Il est estimé que 3 % de la population mondiale est atteinte d’hépatite C chronique, dont plus de 50 % sont au stade de cirrhose hépatique. Le virus de l’hépatite C a été également incriminé dans le développement du carcinome hépatocellulaire et diverses maladies auto-immune [6, 7].

Ces dernières décennies, l’association de l’IFN pégylé et de la ribavirine constitue le traitement de référence de l’hépatite C chronique, en permettant d’obtenir jusqu’à 55 % de réponse prolongée [8]. L’IFN-⍺ est une glycoprotéine de la famille des cytokines naturellement produite par les cellules du système immunitaire et est également impliquée dans diverses maladies auto-immunes telles que le vitiligo, l’ulcère de Mooren et la cryoglobulinémie [7, 9]. Ses effets indésirables ophtalmologiques sont nombreux, imprévisibles et parfois sévères. Ils sont subdivisés en complications inflammatoires et en complications vasculaires [10]. La survenue d’une maladie de Vogt-Koyanagi-Harada au cours du traitement par IFN est rare, mais grave, mettant en jeu le pronostic visuel. L’IFN-⍺ et la ribavirine ont une action immunomodulatrice. Les effets immunologiques complexes de la bithérapie associant de l’IFN et de la ribavirine au cours du traitement de l’hépatite C peuvent aggraver ou déclencher l’autoimmunité. En effet, ils induisent une réponse immune de type TH1 et altèrent la réponse de la cellule présentatrice de l’antigène de classe II [11]. Ces mécanismes ont été déjà décrits dans la pathogénie de la maladie de Vogt-Koyanagi-Harada. Lorsqu’ils surviennent sur un terrain génétiquement prédisposé, ils induisent des maladies auto-immunes [12]. Ceci est en faveur du rôle de l’auto-immunité dans la pathogénie de la maladie de Vogt-Koyanagi-Harada.

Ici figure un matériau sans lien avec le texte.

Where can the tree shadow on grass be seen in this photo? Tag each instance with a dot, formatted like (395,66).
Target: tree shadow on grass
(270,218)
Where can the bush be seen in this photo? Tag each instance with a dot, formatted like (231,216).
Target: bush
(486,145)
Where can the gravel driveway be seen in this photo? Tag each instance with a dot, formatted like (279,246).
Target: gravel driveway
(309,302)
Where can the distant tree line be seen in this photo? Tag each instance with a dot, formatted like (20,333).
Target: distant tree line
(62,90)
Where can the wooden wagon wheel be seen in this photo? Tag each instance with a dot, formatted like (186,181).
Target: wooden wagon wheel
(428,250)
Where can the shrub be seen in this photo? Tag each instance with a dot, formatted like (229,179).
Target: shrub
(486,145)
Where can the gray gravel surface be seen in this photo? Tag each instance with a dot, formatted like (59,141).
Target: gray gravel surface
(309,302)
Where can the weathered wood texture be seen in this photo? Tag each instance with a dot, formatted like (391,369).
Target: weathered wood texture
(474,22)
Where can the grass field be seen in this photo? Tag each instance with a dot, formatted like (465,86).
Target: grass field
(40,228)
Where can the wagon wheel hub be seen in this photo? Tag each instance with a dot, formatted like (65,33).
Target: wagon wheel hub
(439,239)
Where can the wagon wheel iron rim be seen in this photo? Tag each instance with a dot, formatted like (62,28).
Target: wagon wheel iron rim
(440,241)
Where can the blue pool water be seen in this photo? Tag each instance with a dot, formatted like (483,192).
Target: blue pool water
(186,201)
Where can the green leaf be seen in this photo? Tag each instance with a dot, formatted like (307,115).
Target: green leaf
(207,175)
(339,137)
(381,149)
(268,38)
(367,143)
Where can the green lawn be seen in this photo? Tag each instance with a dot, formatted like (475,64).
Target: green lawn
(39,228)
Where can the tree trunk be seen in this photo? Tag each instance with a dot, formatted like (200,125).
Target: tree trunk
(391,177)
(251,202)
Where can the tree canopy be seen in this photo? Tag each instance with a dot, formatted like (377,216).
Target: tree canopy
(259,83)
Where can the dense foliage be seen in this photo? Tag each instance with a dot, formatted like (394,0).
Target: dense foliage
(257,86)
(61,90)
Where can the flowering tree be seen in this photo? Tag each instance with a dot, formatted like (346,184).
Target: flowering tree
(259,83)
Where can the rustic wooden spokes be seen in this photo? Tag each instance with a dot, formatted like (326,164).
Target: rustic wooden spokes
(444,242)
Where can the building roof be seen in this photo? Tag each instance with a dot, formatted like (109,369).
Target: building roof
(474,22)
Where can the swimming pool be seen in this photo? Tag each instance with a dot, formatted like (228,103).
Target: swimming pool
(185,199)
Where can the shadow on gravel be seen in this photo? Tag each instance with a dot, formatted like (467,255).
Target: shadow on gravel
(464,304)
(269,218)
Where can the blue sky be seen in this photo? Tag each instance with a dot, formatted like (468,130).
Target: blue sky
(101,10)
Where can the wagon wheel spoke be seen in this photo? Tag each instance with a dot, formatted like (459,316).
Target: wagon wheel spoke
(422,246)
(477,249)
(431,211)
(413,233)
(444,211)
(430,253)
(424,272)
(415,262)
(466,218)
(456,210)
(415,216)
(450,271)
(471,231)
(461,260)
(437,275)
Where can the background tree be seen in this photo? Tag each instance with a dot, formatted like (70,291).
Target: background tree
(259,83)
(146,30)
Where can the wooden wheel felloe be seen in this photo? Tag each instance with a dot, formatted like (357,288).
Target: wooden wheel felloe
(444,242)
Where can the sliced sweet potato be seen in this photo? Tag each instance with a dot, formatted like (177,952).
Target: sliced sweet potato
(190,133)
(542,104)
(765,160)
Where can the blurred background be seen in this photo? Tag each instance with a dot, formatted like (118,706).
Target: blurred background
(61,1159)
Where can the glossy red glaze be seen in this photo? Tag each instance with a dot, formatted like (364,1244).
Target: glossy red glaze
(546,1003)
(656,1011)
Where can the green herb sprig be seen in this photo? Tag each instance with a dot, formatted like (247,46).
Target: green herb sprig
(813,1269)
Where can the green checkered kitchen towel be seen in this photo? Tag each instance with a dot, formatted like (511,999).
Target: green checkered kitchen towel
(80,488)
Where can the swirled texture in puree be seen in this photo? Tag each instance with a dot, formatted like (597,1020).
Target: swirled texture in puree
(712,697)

Cette observation souligne l’importance de la surveillance ophtalmologique rapprochée et systématique des patients suivis pour hépatite C chronique sous IFN-⍺ afin de diagnostiquer précocement les complications ophtalmologiques graves telles que la maladie de Vogt-Koyanagi-Harada. Il est important de ne pas mettre la phase prodromique de la maladie de Vogt-Koyanagi-Harada sur le compte des effets secondaires de l’IFN-⍺2a pour ne pas retarder le diagnostic [8]. Un suivi ophtalmologique régulier, comprenant une mesure de l’acuité visuelle et un fond d’œil, nous semble nécessaire. La réalisation d’un examen systématique à l’instauration du traitement, au 3e mois et éventuellement au 9e mois en cas de poursuite du traitement paraît légitime.

Conclusion

Le syndrome de Vogt-Koyanagi-Harada est une affection sévère, dont l’évolution est émaillée de complications graves mettant en jeu le pronostic visuel. Le phénotype HLA de classe II, la survenue chez les patients suivis pour hépatite C chronique sous IFN-⍺, la découverte d’autoanticorps et la réponse au traitement immunosuppresseur plaident en faveur de l’origine auto-immune de la maladie de Vogt-Koyanagi-Harada.

Conflit d’intérêt

Aucun.


 Ce texte a fait l’objet d’une communication affichée lors du 115e congrès de la Société française d’ophtalmologie en mai 2009.